Categories Cyber Security

Voice biometrics technology, once heralded as a revolutionary leap in security, is now facing scrutiny due to rapid advancements in artificial intelligence (AI). In Australia, voice identification systems have been widely adopted by banks, government services, and access control systems, promising high-tech security through unique voiceprints.

However, as Ryan Williams explores in this article, the technology's reliance on lower quality audio inputs and the increasing capabilities of AI-driven voice cloning have exposed critical vulnerabilities. This article delves into the workings of voice biometrics and highlights the pressing need for reassessment of its security efficacy.

How Does Voice Biometrics Technology Work? 

The process of voice biometric identification consists of two steps: 

Voiceprint extraction – a voice biometric system analyzes a voice sample and creates a mathematical model of the person’s voice (a voiceprint). If the system is analyzing the person’s voice for the first time, this phase is also called voice enrollment. 

Voiceprint comparison – the extracted voiceprint is compared with other stored voiceprints to find a match necessary for successful speaker verification or speaker identification. 

Of these two steps, voiceprint extraction is more time-consuming while voiceprint comparison is very fast – millions of voiceprint comparisons can be performed in a second. 

Voice Enrollment  

 

 A spectrogram of the acoustic wave of your voice is created, the vertical axis represents frequency, the horizontal axis represents time, and the brightness describes the amplitude of the wave. 

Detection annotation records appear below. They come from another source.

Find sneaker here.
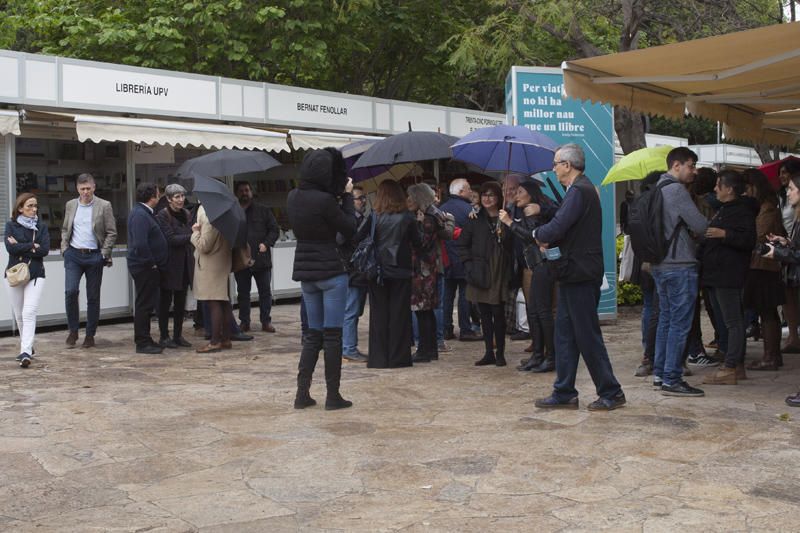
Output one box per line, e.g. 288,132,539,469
661,381,706,398
586,391,627,411
686,352,719,367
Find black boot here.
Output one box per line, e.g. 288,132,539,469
322,328,353,411
475,350,495,366
294,329,322,409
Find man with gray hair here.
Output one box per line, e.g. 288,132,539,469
61,170,117,348
439,178,483,341
533,144,625,411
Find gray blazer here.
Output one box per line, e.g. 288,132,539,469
61,195,117,259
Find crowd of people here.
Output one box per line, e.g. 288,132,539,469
4,144,800,410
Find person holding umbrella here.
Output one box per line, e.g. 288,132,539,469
286,148,356,411
191,201,233,353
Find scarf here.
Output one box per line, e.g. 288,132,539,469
17,215,39,231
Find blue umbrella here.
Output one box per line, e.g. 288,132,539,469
451,125,558,176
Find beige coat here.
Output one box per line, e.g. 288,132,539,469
192,206,231,301
61,195,117,259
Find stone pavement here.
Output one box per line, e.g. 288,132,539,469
0,305,800,532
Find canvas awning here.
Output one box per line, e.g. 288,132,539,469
562,22,800,145
75,115,289,152
0,109,20,135
289,130,383,150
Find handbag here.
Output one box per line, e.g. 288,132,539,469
231,243,255,273
350,212,383,284
6,258,31,287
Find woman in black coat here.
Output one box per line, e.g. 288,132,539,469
456,181,513,366
699,170,759,385
156,183,194,348
356,181,422,368
286,148,356,410
500,178,558,373
4,192,50,368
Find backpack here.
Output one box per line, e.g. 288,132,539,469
627,181,686,265
350,212,383,284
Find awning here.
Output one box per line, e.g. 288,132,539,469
289,130,383,150
75,115,289,152
562,22,800,145
0,109,20,135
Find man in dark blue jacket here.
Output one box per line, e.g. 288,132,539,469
439,178,483,341
533,144,625,411
128,183,169,354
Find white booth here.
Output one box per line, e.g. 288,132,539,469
0,50,505,330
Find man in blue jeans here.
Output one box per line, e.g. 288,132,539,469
651,146,708,397
439,178,483,341
61,174,117,348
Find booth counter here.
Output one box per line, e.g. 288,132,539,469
0,50,505,330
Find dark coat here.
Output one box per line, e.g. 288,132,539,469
128,202,168,274
456,209,513,289
286,150,356,281
156,207,194,291
356,211,422,279
244,203,280,271
698,197,759,289
439,196,472,279
3,220,50,279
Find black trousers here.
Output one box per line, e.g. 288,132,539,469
414,309,439,359
131,268,161,348
158,289,186,339
528,263,556,358
367,279,411,368
478,303,506,355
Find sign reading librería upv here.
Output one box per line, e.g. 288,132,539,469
63,64,217,116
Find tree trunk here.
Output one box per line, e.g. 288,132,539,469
614,107,647,154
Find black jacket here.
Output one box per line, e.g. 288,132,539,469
156,207,194,291
3,220,50,279
244,202,280,271
128,202,168,274
286,150,356,281
698,197,759,289
456,209,513,289
356,211,422,279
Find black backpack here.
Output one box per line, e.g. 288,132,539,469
627,180,686,265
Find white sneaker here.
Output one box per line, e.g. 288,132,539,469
686,352,719,367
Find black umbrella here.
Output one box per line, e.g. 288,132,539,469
353,131,458,170
193,173,247,247
178,148,280,177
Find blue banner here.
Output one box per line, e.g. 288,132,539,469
506,67,617,317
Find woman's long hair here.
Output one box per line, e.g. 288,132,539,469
372,180,408,214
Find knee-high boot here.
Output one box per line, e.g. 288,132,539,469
294,329,322,409
323,328,353,411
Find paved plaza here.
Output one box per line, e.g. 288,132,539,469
0,304,800,532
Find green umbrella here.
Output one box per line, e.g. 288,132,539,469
601,146,673,185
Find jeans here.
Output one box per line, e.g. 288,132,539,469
342,286,367,355
64,247,103,337
233,268,272,325
553,281,622,402
652,267,697,385
711,287,747,368
300,274,349,330
442,278,472,334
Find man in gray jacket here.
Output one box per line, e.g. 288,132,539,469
651,146,708,396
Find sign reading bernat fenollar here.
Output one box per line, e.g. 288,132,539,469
62,64,217,115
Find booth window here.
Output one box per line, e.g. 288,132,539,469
16,137,128,250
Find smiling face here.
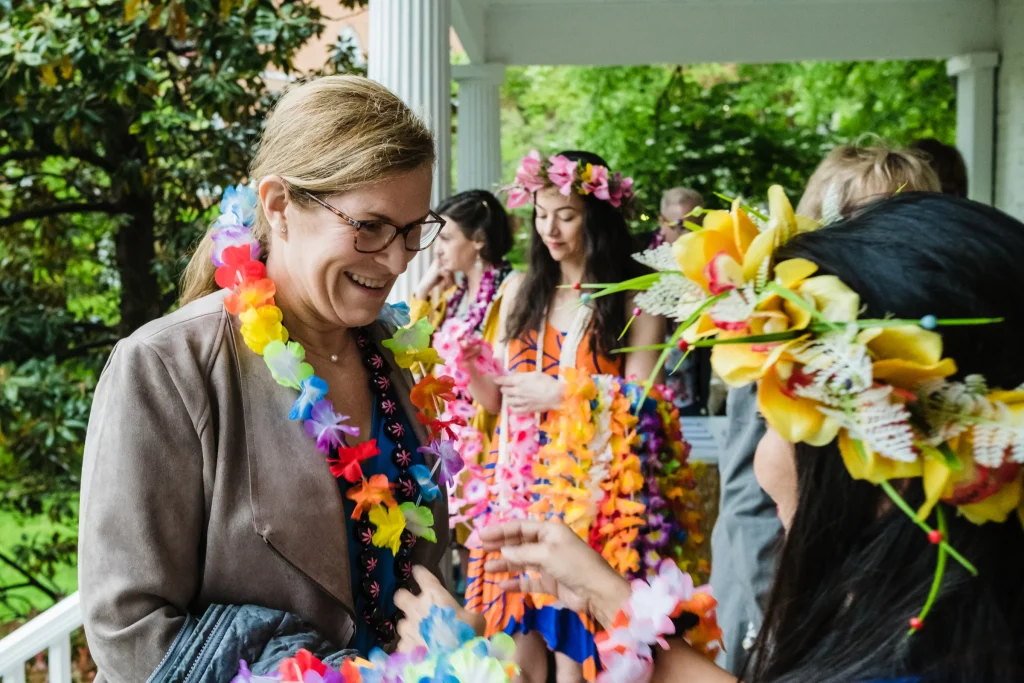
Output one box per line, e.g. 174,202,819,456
754,427,799,530
260,162,431,328
535,186,584,262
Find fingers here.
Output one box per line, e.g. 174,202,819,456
480,519,548,553
405,564,451,602
394,588,430,622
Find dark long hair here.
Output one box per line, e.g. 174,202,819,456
508,152,645,353
436,189,512,264
743,193,1024,683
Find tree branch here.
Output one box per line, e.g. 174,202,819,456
0,552,59,602
0,202,126,227
0,150,52,166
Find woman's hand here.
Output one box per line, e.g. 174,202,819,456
416,259,455,300
495,372,565,413
394,565,485,652
480,521,630,627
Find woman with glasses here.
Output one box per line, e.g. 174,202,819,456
79,77,468,681
456,152,664,683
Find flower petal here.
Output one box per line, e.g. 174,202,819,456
758,368,839,444
839,431,924,483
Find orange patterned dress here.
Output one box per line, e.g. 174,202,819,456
466,325,626,680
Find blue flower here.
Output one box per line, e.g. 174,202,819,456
220,184,259,227
288,375,327,420
420,605,476,654
377,301,412,328
409,465,441,501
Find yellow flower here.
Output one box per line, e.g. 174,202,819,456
239,306,288,355
370,505,406,555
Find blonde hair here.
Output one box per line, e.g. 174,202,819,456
797,142,941,220
181,76,434,305
662,187,703,213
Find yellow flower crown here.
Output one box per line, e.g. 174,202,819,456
583,186,1024,629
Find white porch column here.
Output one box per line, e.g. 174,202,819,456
452,65,505,193
368,0,452,302
946,52,999,204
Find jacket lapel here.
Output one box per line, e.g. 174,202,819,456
370,324,451,583
232,322,354,609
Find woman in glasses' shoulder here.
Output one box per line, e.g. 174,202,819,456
80,77,447,681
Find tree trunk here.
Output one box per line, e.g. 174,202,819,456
117,196,164,337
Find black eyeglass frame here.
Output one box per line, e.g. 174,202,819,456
302,190,447,254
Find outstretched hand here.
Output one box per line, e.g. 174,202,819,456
394,565,484,652
480,520,630,626
495,372,565,413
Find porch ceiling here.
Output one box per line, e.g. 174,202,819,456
452,0,997,66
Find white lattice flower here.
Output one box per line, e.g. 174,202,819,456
790,333,872,408
709,287,758,330
634,273,707,323
633,244,679,271
818,386,918,463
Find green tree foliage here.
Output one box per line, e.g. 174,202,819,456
502,61,955,223
0,0,360,618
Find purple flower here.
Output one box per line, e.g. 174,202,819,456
419,438,466,488
210,224,259,268
220,183,259,226
306,398,359,453
288,375,327,420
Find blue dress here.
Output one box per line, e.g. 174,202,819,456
338,400,428,657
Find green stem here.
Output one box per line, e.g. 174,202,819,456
880,481,978,577
618,315,637,341
765,282,828,323
907,506,948,635
715,193,769,220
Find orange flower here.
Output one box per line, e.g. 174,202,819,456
409,375,456,417
224,278,278,315
345,474,398,519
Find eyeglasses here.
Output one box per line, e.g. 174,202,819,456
302,193,445,254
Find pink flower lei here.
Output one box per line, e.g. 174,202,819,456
505,150,633,209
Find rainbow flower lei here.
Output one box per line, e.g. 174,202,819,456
583,185,1024,632
231,605,517,683
595,560,722,683
211,185,463,555
505,150,633,209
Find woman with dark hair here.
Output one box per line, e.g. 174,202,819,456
458,152,664,682
410,189,512,333
454,193,1024,683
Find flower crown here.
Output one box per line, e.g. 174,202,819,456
583,186,1024,629
505,150,633,209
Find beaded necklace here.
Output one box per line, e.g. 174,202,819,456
211,185,452,643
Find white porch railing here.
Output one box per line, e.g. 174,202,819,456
0,418,726,683
0,593,82,683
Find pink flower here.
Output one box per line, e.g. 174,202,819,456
608,173,633,209
505,187,530,209
548,155,577,197
583,166,609,202
515,150,546,194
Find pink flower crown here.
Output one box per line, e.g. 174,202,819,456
505,150,633,209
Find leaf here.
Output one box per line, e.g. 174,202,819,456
39,65,57,88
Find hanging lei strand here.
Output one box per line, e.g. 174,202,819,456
211,185,462,642
441,262,512,331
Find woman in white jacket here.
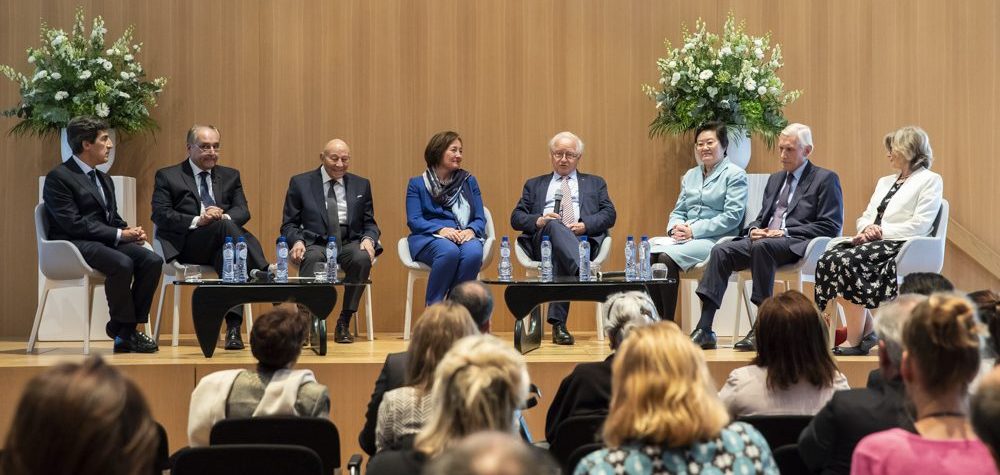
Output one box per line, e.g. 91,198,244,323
815,126,944,356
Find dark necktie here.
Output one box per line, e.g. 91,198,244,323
326,180,344,246
198,172,215,208
767,173,795,229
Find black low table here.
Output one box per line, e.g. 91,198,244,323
483,276,676,354
174,278,368,358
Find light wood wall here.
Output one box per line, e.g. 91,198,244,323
0,0,1000,337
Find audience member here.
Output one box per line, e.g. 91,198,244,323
545,291,660,443
188,304,330,447
719,290,850,417
375,301,479,452
799,294,927,475
367,335,529,475
851,294,997,474
0,356,159,475
574,317,780,475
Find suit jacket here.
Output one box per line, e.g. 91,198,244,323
747,161,844,256
510,171,617,254
281,168,382,255
152,162,250,262
42,159,128,246
799,378,915,474
406,175,486,258
358,351,410,455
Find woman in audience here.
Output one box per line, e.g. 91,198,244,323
851,294,997,474
815,126,944,356
406,131,486,306
367,335,529,475
188,304,330,447
375,301,479,452
0,356,159,475
719,290,850,417
574,322,778,474
651,122,747,320
545,291,660,444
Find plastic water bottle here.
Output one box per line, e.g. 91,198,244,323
497,236,514,282
639,234,653,280
234,236,248,283
274,236,288,282
625,236,639,282
326,236,340,282
539,236,552,282
222,236,236,284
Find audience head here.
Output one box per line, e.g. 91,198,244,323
448,280,493,333
899,272,955,295
753,290,837,390
604,322,729,448
423,431,559,475
250,304,310,372
603,290,660,350
970,369,1000,468
0,356,159,475
900,293,979,398
885,125,934,171
414,335,529,456
406,301,479,392
875,294,927,380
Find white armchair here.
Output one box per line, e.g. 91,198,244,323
394,207,496,340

Based on the spectrogram analysis, a voice biometric system analyzes the characteristics and dynamics of the acoustic wave the person produces (voice) and creates a mathematical model (typically a set of floating point numbers) that represents the unique features of the person’s voice. 

Statistical and AI methods are used to find the right set of numbers to represent the shapes, sizes, and movements of the person’s vocal organs. This mathematical model of a voice is called a voiceprint. 

Voiceprint Comparison 

Once the voiceprint from the enrollment process is stored in a database, it can be instantly compared with any other voiceprint extracted from just a few seconds of speech. 

Voiceprints can be compared as: 

  • One-to-one (1:1) for speaker verification and forensic voice analysis 

  • One-to-many (1:N) for speaker identification, speaker search, and speaker spotting 

  • Many-to-many (N:M) for speaker clustering (as well as for speaker identification, speaker search, and speaker spotting) 

The result of each voiceprint comparison is presented as a score that reflects the probability that two voiceprints match (the speaker is verified) or that the voiceprint matches one of the stored ones (the speaker is identified). 

In Australia My Voice Identifies Me Part 2 

I had planned on writing a paper on the following findings.  While my discoveries were not ground breaking or even that surprising, they were proof that a security control used by our banks, government services and access control systems was now obsolete.  The first and probably not the last biometric identification system to fall victim to the exponential advances in AI technology.  The problem is, while we (the public) were sold on the “high tech security” of VoiceID, the industry already knew the system was fundamentally flawed as far back as 2017. 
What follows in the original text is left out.